L'argument c'est ta localisation par rapport à des vrais revendeurs Apple ( je fait dans l'allusion subtile non ?).  Tu as un contact humain, tu as un meilleur service, tu fait surtout bosser des passionnés qui seront là pour t'aider à l'avenir ( nous aussi mais c'est pas pareil..), et enfin tu payes le même prix (les 6% ca se négocie).

Je ne bosse pas du tout dans ce secteur d'activité, mais c'est mon choix ;-)
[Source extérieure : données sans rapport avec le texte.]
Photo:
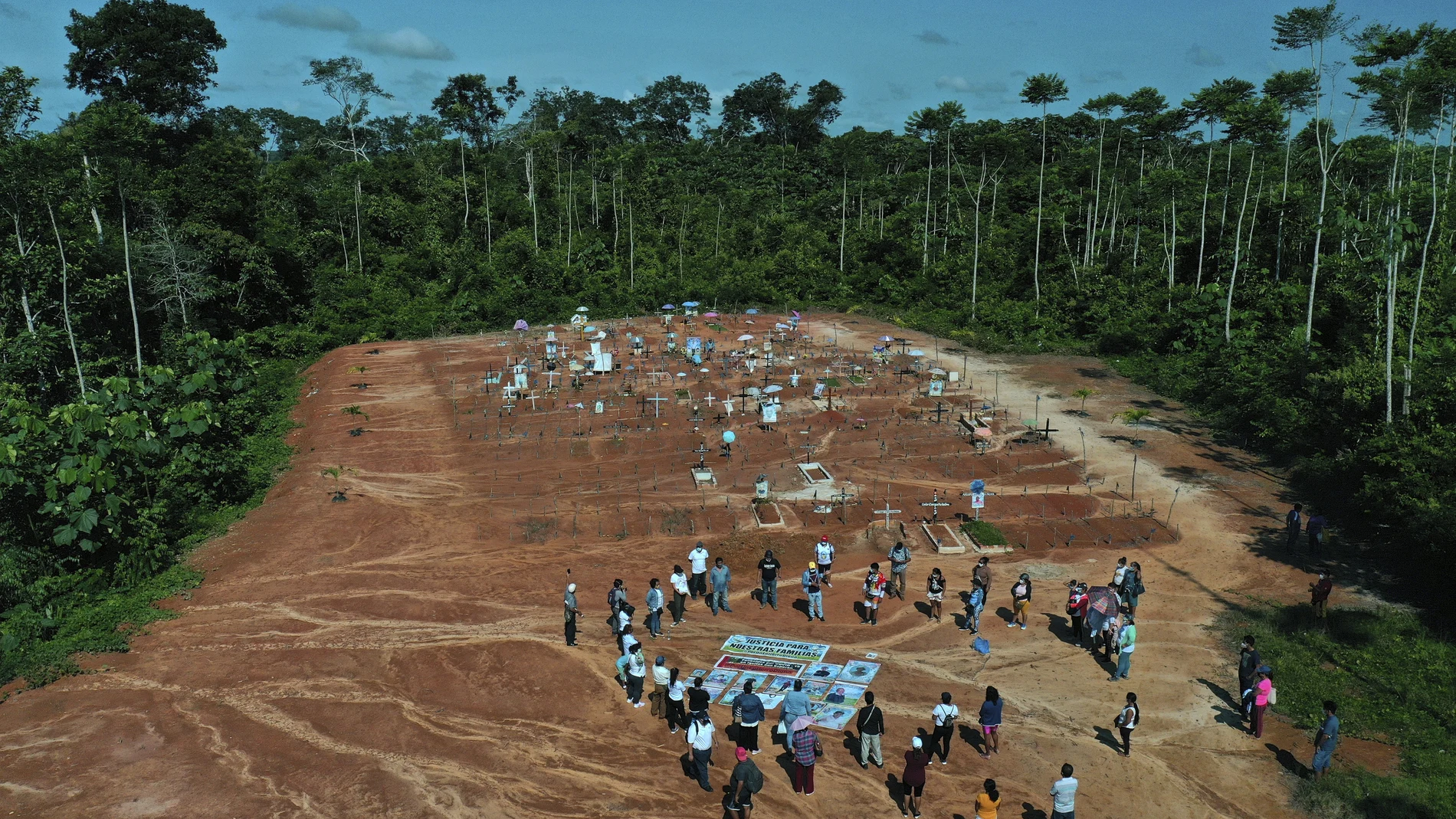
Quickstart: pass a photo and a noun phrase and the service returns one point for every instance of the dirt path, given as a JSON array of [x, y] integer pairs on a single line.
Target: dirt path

Sinon, je m'étonne que les modos ne te l'ai pas déjà dit, mais si tu achètes par l'apple store, SVP fait le en cliquant sur le lien de ton site préféré (MacGeneration par exemple), et une commission sera versé au site .....


----------



## chagregel (15 Janvier 2004)

A la FNAC digitale (metro Odéon), tu peux faire des machines BTO

(dans le bureau au fond à gauche) mais tu perds les 6%. Par contre ils veulent bien accorder les remises education...


----------



## Kley (15 Janvier 2004)

> SVP fait le en cliquant sur le lien de ton site préféré (MacGeneration par exemple), et une commission sera versé au site .....


Comme je vais probablement passer par l'Apple, j'essaierai d'y penser


----------



## powerbook867 (16 Janvier 2004)

C'est mieux a la Fnac, tu prends la machine en stock  et tu as 6% de remise. Sur apple store il peuvent te faire patienter plusieurs semaines et tu paies d'avance; sans les 6% de remise...


----------



## Lordwizard (16 Janvier 2004)

powerbook867 a dit:
			
		

> Sur apple store il peuvent te faire patienter plusieurs semaines et tu paies d'avance; sans les 6% de remise...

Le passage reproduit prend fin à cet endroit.